Anzi, lo sfiorò: «Chiudi la bocca Spike». Ginger, sprezzante, lo guardò con odio non giustificato: «Sei squattrinato almeno quanto me e poi, ti prego, chi ha scritto “Mayfair”? Chi ha scritto il singolo che ti sta facendo guadagnare?».
Il cantante si sentì raggelare il sangue, mentre il parquet sotto i suoi piedi si sgretolava alla velocità della luce; aveva paura di sapere cosa stava per dire il chitarrista.
«Quei soldi, oltre che a servirmi, mi spettano» Ginger fece un passo verso di lui con l’indice puntato contro il suo petto «Hai capito che MI SPETTANO?».

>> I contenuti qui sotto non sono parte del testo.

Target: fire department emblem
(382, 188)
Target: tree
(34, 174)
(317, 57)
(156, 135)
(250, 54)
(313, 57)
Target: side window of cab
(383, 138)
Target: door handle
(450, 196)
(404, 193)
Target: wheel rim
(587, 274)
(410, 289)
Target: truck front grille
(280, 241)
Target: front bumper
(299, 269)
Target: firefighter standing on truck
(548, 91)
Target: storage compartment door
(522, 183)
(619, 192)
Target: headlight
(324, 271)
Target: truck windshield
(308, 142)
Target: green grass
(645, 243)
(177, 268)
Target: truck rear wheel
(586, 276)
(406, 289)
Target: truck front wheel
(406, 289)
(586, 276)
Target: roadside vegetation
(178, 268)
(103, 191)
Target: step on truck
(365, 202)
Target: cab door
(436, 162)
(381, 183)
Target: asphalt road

Quelle parole taglienti come lame, lanciate contro di lui con violenza ed astio, spensero per un attimo il cervello di Spike. Era la nostra canzone quella. NON LA TUA, LA NOSTRA. Vide letteralmente nero per pochi secondi, giusto il tempo di sbattere le palpebre per cercare di far luce. Quando le riaprì, Ginger era inginocchiato a terra che si teneva il muso fra le mani e le nocche della sua mano destra erano imbrattate di un liquido rosso scuro e appiccicoso. Sangue. Le membra erano tutte un tremito e lacrime colme di delusione iniziavano a scendere copiose dai suoi occhi. Prese fiato come se dovesse andare in apnea per sempre: «Sei fuori. Fuori dalla band, fuori dal pub, fuori dalla mia vita. FUORI!». E poi corse via, diretto da nessuna parte, lasciando gli altri membri della band soli con Ginger. Di sicuro, anche loro avranno da dire qualcosa. E prese a correre per le strade buie di Londra, con le lacrime che si mescolavano alla pioggia ed il sangue che, dalla mano, colava sul marciapiede, maculandolo in modo irregolare.